Extending their findings to human cells, Baldwin et al. demonstrate that mitochondrial transfer improved the function of CD19-specific chimeric antigen receptor (CAR) T cells and tumor-infiltrating lymphocytes (TILs). In vitro, Mito+ CAR T cells exhibited enhanced cytotoxicity towards leukemia cells and maintained this activity over multiple rounds of stimulation, suggesting resistance to exhaustion. Furthermore, the authors demonstrate in an acute lymphoblastic leukemia NXG mouse model strongly enhanced cytotoxic capacity of Mito+ CAR T cells against leukemic cells in comparison to Mito- CAR T cells or aCD19-CAR CD8 cells. Most strikingly, treatment with Mito+ CAR T cells improved overall survival of NXG mice bearing acute lymphoblastic leukemia in comparison to Mito- CAR T cells or monocultured aCD19-CAR CD8 cells.

The authors also present Talin 2 (TLN2) as a key regulator of TNT-mediated mitochondrial transfer, as it was one of the few genes upregulated in both human and murine Mito+ cells. Accordingly, the authors demonstrate that targeted CRISPR-Cas9-based TLN2 knockout led to disruption of mitochondrial transfer.

Low transfer efficiencies of 12.6% (6.2–24.7%) present a challenge for clinical use, as pointed out in the paper. Thus, the authors suggest that transfer efficiencies have to be improved through process optimizations. Alternatively, identifying surrogate surface markers for mitochondrial content would enable post-transfer FACS enrichment. However, even without significant progress in these technical areas, the fact that small subpopulations of a CAR T product can be critical to response4 suggests that the enrichment performed for significant in-vitro and in-vivo results might not be necessary when treating patients.

There are also more profound challenges for translation into clinical practice: First, the exhaustion of T cells in the tumor microenvironment (TME) is partly due to substrate depletion. Even though Mito+ cells demonstrated higher total metabolic capacity than Mito- cells in B16KVP tumor bearing mice, different tumors with higher mitotic and metabolic activity, lower vascularization or a less permissive tumor stroma might still outcompete Mito+ T cells for nutrients. Second, intercellular mitochondrial transfer from T cells to tumor cells has been described5 and although the authors note that this is not observed in their experimental system, it might be a relevant and possibly prohibitive factor for clinical applications. Third, even though mitochondria do not cause alloreactivity, BMSCs would likely need to be separated from an adoptive T cell product after transfer while still allowing cell-cell contact during, since free-floating mitochondria from BMSCs did not transfer.

If these factors can be successfully addressed, mitochondrial transfer to CD8+ T cells could be a key technology to improve current adoptive T cell therapies and expand their scope (Fig. 1c). TIL therapy in particular stands to benefit from exhaustion-rescue or protection, since cells are extracted from the TME and have already been exposed to tumor-intrinsic suppression mechanisms. This could unleash their potential as polyclonal T cells that are not limited to one or two target epitopes.

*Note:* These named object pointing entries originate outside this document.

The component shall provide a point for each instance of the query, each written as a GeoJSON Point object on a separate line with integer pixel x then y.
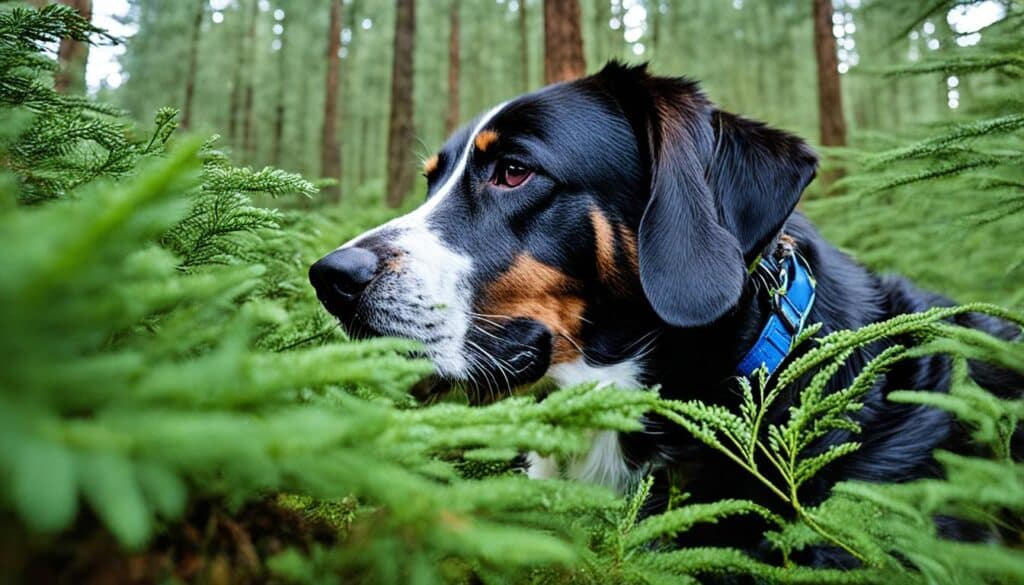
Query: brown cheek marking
{"type": "Point", "coordinates": [430, 165]}
{"type": "Point", "coordinates": [630, 247]}
{"type": "Point", "coordinates": [484, 139]}
{"type": "Point", "coordinates": [604, 244]}
{"type": "Point", "coordinates": [535, 290]}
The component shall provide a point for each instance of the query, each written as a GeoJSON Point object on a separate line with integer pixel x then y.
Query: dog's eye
{"type": "Point", "coordinates": [510, 174]}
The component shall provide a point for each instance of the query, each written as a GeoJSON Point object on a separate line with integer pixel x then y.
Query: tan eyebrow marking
{"type": "Point", "coordinates": [484, 139]}
{"type": "Point", "coordinates": [430, 165]}
{"type": "Point", "coordinates": [604, 240]}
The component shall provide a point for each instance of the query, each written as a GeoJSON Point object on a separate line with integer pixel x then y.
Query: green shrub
{"type": "Point", "coordinates": [162, 348]}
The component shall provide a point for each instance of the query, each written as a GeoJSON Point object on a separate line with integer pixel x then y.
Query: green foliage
{"type": "Point", "coordinates": [163, 347]}
{"type": "Point", "coordinates": [945, 208]}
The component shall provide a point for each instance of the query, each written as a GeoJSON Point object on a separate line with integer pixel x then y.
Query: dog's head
{"type": "Point", "coordinates": [555, 220]}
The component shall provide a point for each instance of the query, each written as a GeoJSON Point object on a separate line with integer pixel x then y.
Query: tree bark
{"type": "Point", "coordinates": [73, 55]}
{"type": "Point", "coordinates": [330, 144]}
{"type": "Point", "coordinates": [563, 58]}
{"type": "Point", "coordinates": [832, 122]}
{"type": "Point", "coordinates": [247, 119]}
{"type": "Point", "coordinates": [452, 120]}
{"type": "Point", "coordinates": [235, 103]}
{"type": "Point", "coordinates": [279, 115]}
{"type": "Point", "coordinates": [399, 164]}
{"type": "Point", "coordinates": [186, 110]}
{"type": "Point", "coordinates": [524, 45]}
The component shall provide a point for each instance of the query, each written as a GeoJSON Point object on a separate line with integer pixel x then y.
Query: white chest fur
{"type": "Point", "coordinates": [604, 463]}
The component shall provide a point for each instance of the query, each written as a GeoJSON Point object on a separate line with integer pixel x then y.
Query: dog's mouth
{"type": "Point", "coordinates": [500, 361]}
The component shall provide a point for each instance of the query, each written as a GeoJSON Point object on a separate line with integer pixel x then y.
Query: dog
{"type": "Point", "coordinates": [622, 230]}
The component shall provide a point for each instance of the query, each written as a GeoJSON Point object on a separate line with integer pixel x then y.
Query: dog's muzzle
{"type": "Point", "coordinates": [341, 277]}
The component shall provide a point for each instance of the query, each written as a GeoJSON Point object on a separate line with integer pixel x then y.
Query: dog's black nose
{"type": "Point", "coordinates": [341, 276]}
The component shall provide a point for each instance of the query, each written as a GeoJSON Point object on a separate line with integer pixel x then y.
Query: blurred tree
{"type": "Point", "coordinates": [563, 58]}
{"type": "Point", "coordinates": [186, 110]}
{"type": "Point", "coordinates": [73, 55]}
{"type": "Point", "coordinates": [330, 148]}
{"type": "Point", "coordinates": [399, 164]}
{"type": "Point", "coordinates": [523, 45]}
{"type": "Point", "coordinates": [280, 106]}
{"type": "Point", "coordinates": [452, 119]}
{"type": "Point", "coordinates": [250, 74]}
{"type": "Point", "coordinates": [830, 120]}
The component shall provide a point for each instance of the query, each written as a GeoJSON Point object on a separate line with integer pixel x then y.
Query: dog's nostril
{"type": "Point", "coordinates": [343, 273]}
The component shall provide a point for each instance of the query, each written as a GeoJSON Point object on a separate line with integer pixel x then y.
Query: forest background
{"type": "Point", "coordinates": [175, 404]}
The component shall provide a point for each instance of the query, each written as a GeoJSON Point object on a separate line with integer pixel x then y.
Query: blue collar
{"type": "Point", "coordinates": [792, 301]}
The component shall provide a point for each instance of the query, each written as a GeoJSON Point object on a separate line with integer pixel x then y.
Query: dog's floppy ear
{"type": "Point", "coordinates": [691, 267]}
{"type": "Point", "coordinates": [757, 175]}
{"type": "Point", "coordinates": [721, 186]}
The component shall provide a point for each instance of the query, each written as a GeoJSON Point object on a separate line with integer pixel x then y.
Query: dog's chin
{"type": "Point", "coordinates": [502, 360]}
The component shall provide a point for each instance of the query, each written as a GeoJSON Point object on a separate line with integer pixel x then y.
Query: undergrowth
{"type": "Point", "coordinates": [168, 367]}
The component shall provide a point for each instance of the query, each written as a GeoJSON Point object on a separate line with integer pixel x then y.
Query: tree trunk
{"type": "Point", "coordinates": [452, 120]}
{"type": "Point", "coordinates": [364, 150]}
{"type": "Point", "coordinates": [399, 138]}
{"type": "Point", "coordinates": [524, 45]}
{"type": "Point", "coordinates": [247, 118]}
{"type": "Point", "coordinates": [73, 55]}
{"type": "Point", "coordinates": [279, 115]}
{"type": "Point", "coordinates": [829, 95]}
{"type": "Point", "coordinates": [186, 111]}
{"type": "Point", "coordinates": [235, 103]}
{"type": "Point", "coordinates": [563, 58]}
{"type": "Point", "coordinates": [330, 145]}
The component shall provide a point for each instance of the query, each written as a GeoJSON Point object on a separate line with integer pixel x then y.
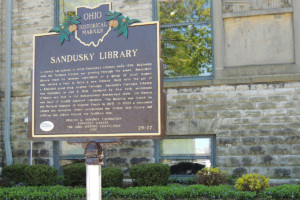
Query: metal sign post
{"type": "Point", "coordinates": [94, 160]}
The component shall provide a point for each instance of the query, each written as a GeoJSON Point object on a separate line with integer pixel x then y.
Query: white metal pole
{"type": "Point", "coordinates": [93, 182]}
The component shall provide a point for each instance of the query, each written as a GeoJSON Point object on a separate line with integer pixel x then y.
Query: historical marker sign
{"type": "Point", "coordinates": [98, 84]}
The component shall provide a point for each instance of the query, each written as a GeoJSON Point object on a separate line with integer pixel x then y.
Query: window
{"type": "Point", "coordinates": [186, 37]}
{"type": "Point", "coordinates": [186, 152]}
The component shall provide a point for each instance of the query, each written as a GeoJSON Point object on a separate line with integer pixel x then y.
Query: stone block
{"type": "Point", "coordinates": [250, 93]}
{"type": "Point", "coordinates": [285, 131]}
{"type": "Point", "coordinates": [215, 94]}
{"type": "Point", "coordinates": [281, 173]}
{"type": "Point", "coordinates": [44, 153]}
{"type": "Point", "coordinates": [249, 140]}
{"type": "Point", "coordinates": [295, 139]}
{"type": "Point", "coordinates": [266, 92]}
{"type": "Point", "coordinates": [266, 105]}
{"type": "Point", "coordinates": [294, 125]}
{"type": "Point", "coordinates": [223, 107]}
{"type": "Point", "coordinates": [296, 149]}
{"type": "Point", "coordinates": [206, 114]}
{"type": "Point", "coordinates": [230, 127]}
{"type": "Point", "coordinates": [177, 127]}
{"type": "Point", "coordinates": [241, 121]}
{"type": "Point", "coordinates": [269, 160]}
{"type": "Point", "coordinates": [273, 126]}
{"type": "Point", "coordinates": [289, 160]}
{"type": "Point", "coordinates": [226, 141]}
{"type": "Point", "coordinates": [284, 119]}
{"type": "Point", "coordinates": [247, 161]}
{"type": "Point", "coordinates": [250, 127]}
{"type": "Point", "coordinates": [278, 98]}
{"type": "Point", "coordinates": [257, 150]}
{"type": "Point", "coordinates": [294, 111]}
{"type": "Point", "coordinates": [117, 161]}
{"type": "Point", "coordinates": [260, 170]}
{"type": "Point", "coordinates": [245, 106]}
{"type": "Point", "coordinates": [252, 113]}
{"type": "Point", "coordinates": [41, 161]}
{"type": "Point", "coordinates": [242, 100]}
{"type": "Point", "coordinates": [280, 149]}
{"type": "Point", "coordinates": [238, 133]}
{"type": "Point", "coordinates": [242, 87]}
{"type": "Point", "coordinates": [285, 91]}
{"type": "Point", "coordinates": [125, 152]}
{"type": "Point", "coordinates": [111, 152]}
{"type": "Point", "coordinates": [275, 112]}
{"type": "Point", "coordinates": [236, 94]}
{"type": "Point", "coordinates": [231, 114]}
{"type": "Point", "coordinates": [137, 161]}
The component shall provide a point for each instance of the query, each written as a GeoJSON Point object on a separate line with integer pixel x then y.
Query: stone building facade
{"type": "Point", "coordinates": [251, 106]}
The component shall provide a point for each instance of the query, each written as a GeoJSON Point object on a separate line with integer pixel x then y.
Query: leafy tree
{"type": "Point", "coordinates": [186, 37]}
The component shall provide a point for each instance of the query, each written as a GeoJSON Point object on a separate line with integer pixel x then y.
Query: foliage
{"type": "Point", "coordinates": [37, 175]}
{"type": "Point", "coordinates": [238, 172]}
{"type": "Point", "coordinates": [155, 193]}
{"type": "Point", "coordinates": [211, 176]}
{"type": "Point", "coordinates": [176, 192]}
{"type": "Point", "coordinates": [252, 182]}
{"type": "Point", "coordinates": [150, 174]}
{"type": "Point", "coordinates": [13, 174]}
{"type": "Point", "coordinates": [74, 174]}
{"type": "Point", "coordinates": [182, 180]}
{"type": "Point", "coordinates": [282, 192]}
{"type": "Point", "coordinates": [187, 47]}
{"type": "Point", "coordinates": [112, 177]}
{"type": "Point", "coordinates": [119, 22]}
{"type": "Point", "coordinates": [42, 193]}
{"type": "Point", "coordinates": [66, 28]}
{"type": "Point", "coordinates": [186, 168]}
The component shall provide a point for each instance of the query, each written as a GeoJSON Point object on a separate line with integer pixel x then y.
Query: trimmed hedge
{"type": "Point", "coordinates": [14, 174]}
{"type": "Point", "coordinates": [156, 192]}
{"type": "Point", "coordinates": [74, 174]}
{"type": "Point", "coordinates": [34, 175]}
{"type": "Point", "coordinates": [150, 174]}
{"type": "Point", "coordinates": [112, 177]}
{"type": "Point", "coordinates": [37, 175]}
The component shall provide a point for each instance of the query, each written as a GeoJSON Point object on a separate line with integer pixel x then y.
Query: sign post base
{"type": "Point", "coordinates": [93, 182]}
{"type": "Point", "coordinates": [93, 161]}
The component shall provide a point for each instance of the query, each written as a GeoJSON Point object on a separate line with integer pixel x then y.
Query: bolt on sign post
{"type": "Point", "coordinates": [97, 78]}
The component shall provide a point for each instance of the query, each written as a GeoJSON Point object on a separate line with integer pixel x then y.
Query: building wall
{"type": "Point", "coordinates": [252, 105]}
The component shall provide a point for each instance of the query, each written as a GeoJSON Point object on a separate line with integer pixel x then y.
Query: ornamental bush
{"type": "Point", "coordinates": [252, 182]}
{"type": "Point", "coordinates": [37, 175]}
{"type": "Point", "coordinates": [185, 168]}
{"type": "Point", "coordinates": [74, 174]}
{"type": "Point", "coordinates": [112, 177]}
{"type": "Point", "coordinates": [211, 176]}
{"type": "Point", "coordinates": [14, 174]}
{"type": "Point", "coordinates": [150, 174]}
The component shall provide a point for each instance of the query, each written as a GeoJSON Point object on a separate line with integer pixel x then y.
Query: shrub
{"type": "Point", "coordinates": [150, 174]}
{"type": "Point", "coordinates": [112, 177]}
{"type": "Point", "coordinates": [74, 174]}
{"type": "Point", "coordinates": [281, 192]}
{"type": "Point", "coordinates": [182, 180]}
{"type": "Point", "coordinates": [186, 168]}
{"type": "Point", "coordinates": [238, 172]}
{"type": "Point", "coordinates": [252, 182]}
{"type": "Point", "coordinates": [37, 175]}
{"type": "Point", "coordinates": [14, 174]}
{"type": "Point", "coordinates": [211, 176]}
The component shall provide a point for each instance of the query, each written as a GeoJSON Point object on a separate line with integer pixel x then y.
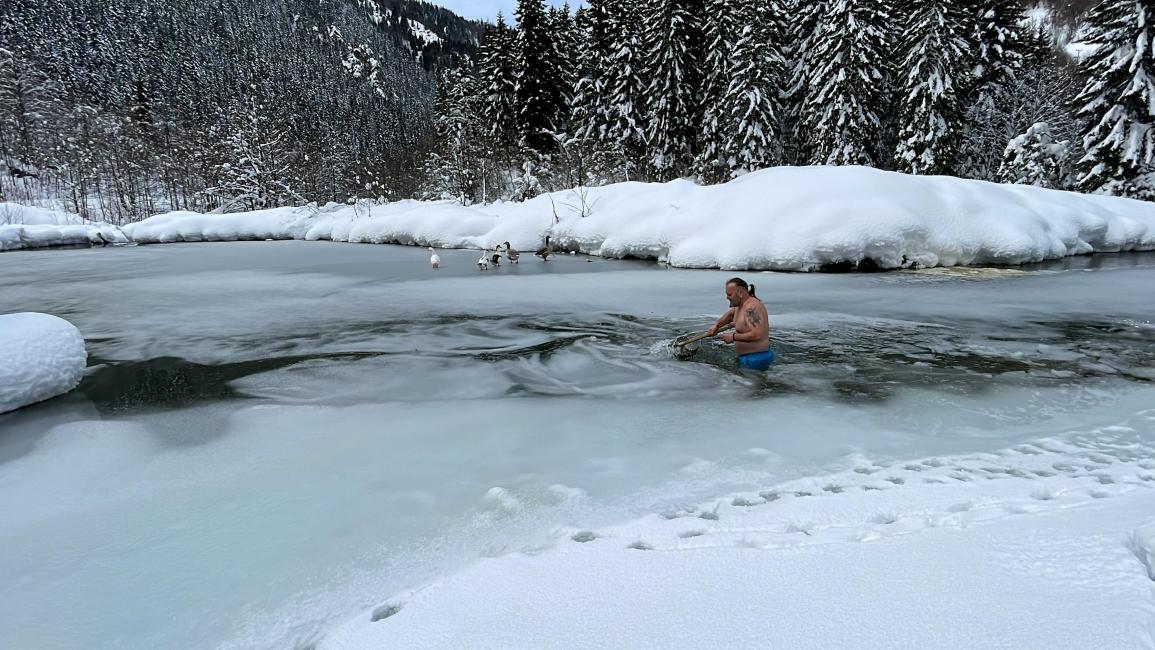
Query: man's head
{"type": "Point", "coordinates": [737, 291]}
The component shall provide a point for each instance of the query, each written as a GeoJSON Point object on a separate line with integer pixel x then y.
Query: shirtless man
{"type": "Point", "coordinates": [751, 333]}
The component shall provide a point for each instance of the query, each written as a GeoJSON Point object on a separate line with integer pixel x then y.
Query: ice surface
{"type": "Point", "coordinates": [782, 218]}
{"type": "Point", "coordinates": [41, 356]}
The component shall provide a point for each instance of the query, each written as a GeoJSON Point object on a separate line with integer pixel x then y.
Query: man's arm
{"type": "Point", "coordinates": [728, 316]}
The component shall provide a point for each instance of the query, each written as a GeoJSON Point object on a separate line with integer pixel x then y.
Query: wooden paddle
{"type": "Point", "coordinates": [701, 336]}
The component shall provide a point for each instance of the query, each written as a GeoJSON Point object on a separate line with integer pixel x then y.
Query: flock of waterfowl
{"type": "Point", "coordinates": [494, 258]}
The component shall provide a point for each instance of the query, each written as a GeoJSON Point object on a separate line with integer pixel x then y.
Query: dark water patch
{"type": "Point", "coordinates": [173, 382]}
{"type": "Point", "coordinates": [859, 363]}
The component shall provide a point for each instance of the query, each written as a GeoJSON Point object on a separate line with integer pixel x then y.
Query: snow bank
{"type": "Point", "coordinates": [14, 214]}
{"type": "Point", "coordinates": [783, 218]}
{"type": "Point", "coordinates": [41, 357]}
{"type": "Point", "coordinates": [923, 554]}
{"type": "Point", "coordinates": [23, 226]}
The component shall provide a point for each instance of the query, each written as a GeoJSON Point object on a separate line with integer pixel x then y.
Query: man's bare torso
{"type": "Point", "coordinates": [747, 318]}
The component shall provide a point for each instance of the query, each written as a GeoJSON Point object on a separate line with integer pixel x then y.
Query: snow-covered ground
{"type": "Point", "coordinates": [41, 357]}
{"type": "Point", "coordinates": [783, 218]}
{"type": "Point", "coordinates": [23, 226]}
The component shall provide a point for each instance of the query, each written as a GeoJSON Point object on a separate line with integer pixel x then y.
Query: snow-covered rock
{"type": "Point", "coordinates": [41, 357]}
{"type": "Point", "coordinates": [24, 226]}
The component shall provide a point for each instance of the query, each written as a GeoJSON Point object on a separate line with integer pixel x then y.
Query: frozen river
{"type": "Point", "coordinates": [275, 435]}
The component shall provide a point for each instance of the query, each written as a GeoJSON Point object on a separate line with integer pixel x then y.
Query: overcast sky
{"type": "Point", "coordinates": [487, 9]}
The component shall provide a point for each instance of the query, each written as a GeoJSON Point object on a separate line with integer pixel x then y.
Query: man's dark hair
{"type": "Point", "coordinates": [742, 283]}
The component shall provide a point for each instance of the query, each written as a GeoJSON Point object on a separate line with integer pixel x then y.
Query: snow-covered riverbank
{"type": "Point", "coordinates": [783, 218]}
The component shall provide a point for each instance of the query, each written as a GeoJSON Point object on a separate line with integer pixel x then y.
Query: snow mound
{"type": "Point", "coordinates": [23, 226]}
{"type": "Point", "coordinates": [782, 218]}
{"type": "Point", "coordinates": [41, 357]}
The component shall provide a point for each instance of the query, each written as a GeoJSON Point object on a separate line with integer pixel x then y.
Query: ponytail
{"type": "Point", "coordinates": [742, 283]}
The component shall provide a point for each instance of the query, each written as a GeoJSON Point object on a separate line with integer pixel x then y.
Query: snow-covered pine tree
{"type": "Point", "coordinates": [1118, 99]}
{"type": "Point", "coordinates": [848, 82]}
{"type": "Point", "coordinates": [256, 171]}
{"type": "Point", "coordinates": [753, 102]}
{"type": "Point", "coordinates": [998, 50]}
{"type": "Point", "coordinates": [626, 99]}
{"type": "Point", "coordinates": [451, 171]}
{"type": "Point", "coordinates": [30, 103]}
{"type": "Point", "coordinates": [498, 81]}
{"type": "Point", "coordinates": [933, 64]}
{"type": "Point", "coordinates": [721, 35]}
{"type": "Point", "coordinates": [1045, 88]}
{"type": "Point", "coordinates": [589, 107]}
{"type": "Point", "coordinates": [804, 31]}
{"type": "Point", "coordinates": [673, 49]}
{"type": "Point", "coordinates": [538, 90]}
{"type": "Point", "coordinates": [564, 39]}
{"type": "Point", "coordinates": [1035, 158]}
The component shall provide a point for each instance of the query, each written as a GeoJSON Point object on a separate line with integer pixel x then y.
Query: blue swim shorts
{"type": "Point", "coordinates": [757, 360]}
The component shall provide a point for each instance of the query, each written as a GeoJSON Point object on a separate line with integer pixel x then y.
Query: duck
{"type": "Point", "coordinates": [544, 252]}
{"type": "Point", "coordinates": [512, 253]}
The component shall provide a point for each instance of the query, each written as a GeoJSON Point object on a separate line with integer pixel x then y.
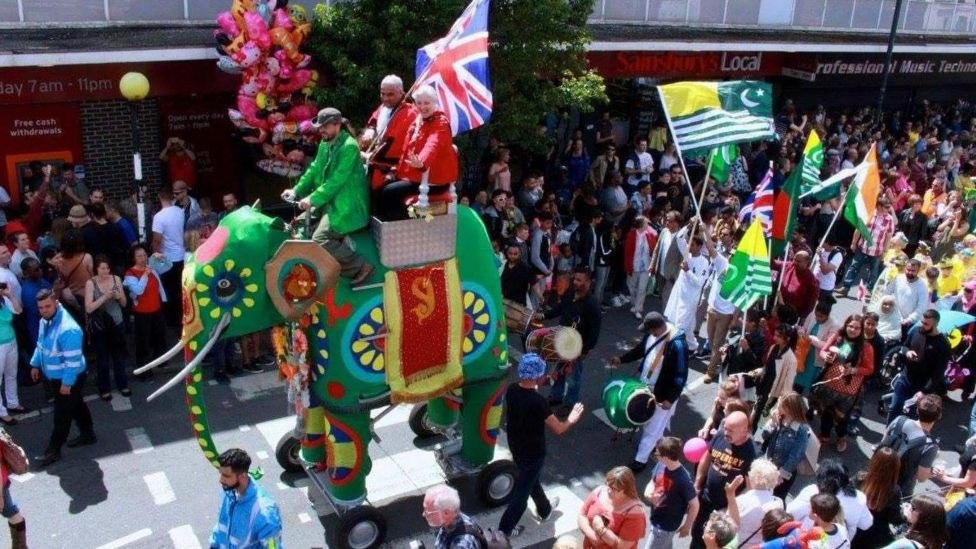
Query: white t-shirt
{"type": "Point", "coordinates": [857, 516]}
{"type": "Point", "coordinates": [715, 300]}
{"type": "Point", "coordinates": [828, 280]}
{"type": "Point", "coordinates": [753, 506]}
{"type": "Point", "coordinates": [168, 222]}
{"type": "Point", "coordinates": [8, 276]}
{"type": "Point", "coordinates": [646, 164]}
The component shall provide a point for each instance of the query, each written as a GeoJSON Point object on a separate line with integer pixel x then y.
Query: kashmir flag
{"type": "Point", "coordinates": [748, 277]}
{"type": "Point", "coordinates": [703, 115]}
{"type": "Point", "coordinates": [787, 201]}
{"type": "Point", "coordinates": [862, 197]}
{"type": "Point", "coordinates": [721, 159]}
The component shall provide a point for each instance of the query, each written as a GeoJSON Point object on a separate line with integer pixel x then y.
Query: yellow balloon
{"type": "Point", "coordinates": [134, 86]}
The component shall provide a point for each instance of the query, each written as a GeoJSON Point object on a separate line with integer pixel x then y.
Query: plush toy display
{"type": "Point", "coordinates": [260, 40]}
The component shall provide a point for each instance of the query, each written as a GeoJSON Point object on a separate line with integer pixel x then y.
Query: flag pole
{"type": "Point", "coordinates": [681, 156]}
{"type": "Point", "coordinates": [701, 199]}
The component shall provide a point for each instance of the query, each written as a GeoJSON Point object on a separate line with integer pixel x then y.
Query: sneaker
{"type": "Point", "coordinates": [553, 503]}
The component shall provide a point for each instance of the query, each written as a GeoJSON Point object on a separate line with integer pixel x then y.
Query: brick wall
{"type": "Point", "coordinates": [107, 143]}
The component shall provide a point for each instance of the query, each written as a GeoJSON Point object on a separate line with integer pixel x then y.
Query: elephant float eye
{"type": "Point", "coordinates": [225, 288]}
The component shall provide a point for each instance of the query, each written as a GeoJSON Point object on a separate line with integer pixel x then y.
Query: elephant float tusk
{"type": "Point", "coordinates": [224, 321]}
{"type": "Point", "coordinates": [166, 356]}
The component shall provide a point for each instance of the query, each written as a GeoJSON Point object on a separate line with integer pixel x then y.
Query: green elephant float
{"type": "Point", "coordinates": [432, 333]}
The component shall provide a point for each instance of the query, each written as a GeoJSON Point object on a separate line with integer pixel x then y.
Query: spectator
{"type": "Point", "coordinates": [104, 301]}
{"type": "Point", "coordinates": [167, 239]}
{"type": "Point", "coordinates": [527, 416]}
{"type": "Point", "coordinates": [613, 515]}
{"type": "Point", "coordinates": [22, 250]}
{"type": "Point", "coordinates": [144, 283]}
{"type": "Point", "coordinates": [671, 493]}
{"type": "Point", "coordinates": [455, 530]}
{"type": "Point", "coordinates": [926, 519]}
{"type": "Point", "coordinates": [730, 453]}
{"type": "Point", "coordinates": [833, 478]}
{"type": "Point", "coordinates": [879, 482]}
{"type": "Point", "coordinates": [785, 438]}
{"type": "Point", "coordinates": [748, 509]}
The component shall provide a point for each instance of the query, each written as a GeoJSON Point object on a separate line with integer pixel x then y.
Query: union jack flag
{"type": "Point", "coordinates": [760, 203]}
{"type": "Point", "coordinates": [457, 67]}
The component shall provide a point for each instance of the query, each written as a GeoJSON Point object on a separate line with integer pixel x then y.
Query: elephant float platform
{"type": "Point", "coordinates": [427, 329]}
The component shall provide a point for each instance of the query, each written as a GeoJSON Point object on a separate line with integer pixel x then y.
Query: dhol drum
{"type": "Point", "coordinates": [517, 317]}
{"type": "Point", "coordinates": [628, 403]}
{"type": "Point", "coordinates": [555, 344]}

Less obviously, this discovery could also enable non-cell-based treatments that modulate physiological mitochondrial transfer in patients. L-778,123, similar substances, or TLN2 regulators could be used systemically with the intent of abrogating mitochondrial transfer to malignant cells or to increase transfer to effector cells in-vivo. Pretreatment of adoptive T cell products is also a viable avenue of investigation.

In conclusion, Baldwin et al. have devised a potent platform to enhance adoptive T cell metabolic fitness and improve their function in in-vitro and in-vivo models. Challenges to translation exist, and the clinical need for exhaustion-resistant adoptive T cell therapies urge the importance of investigating and removing these roadblocks.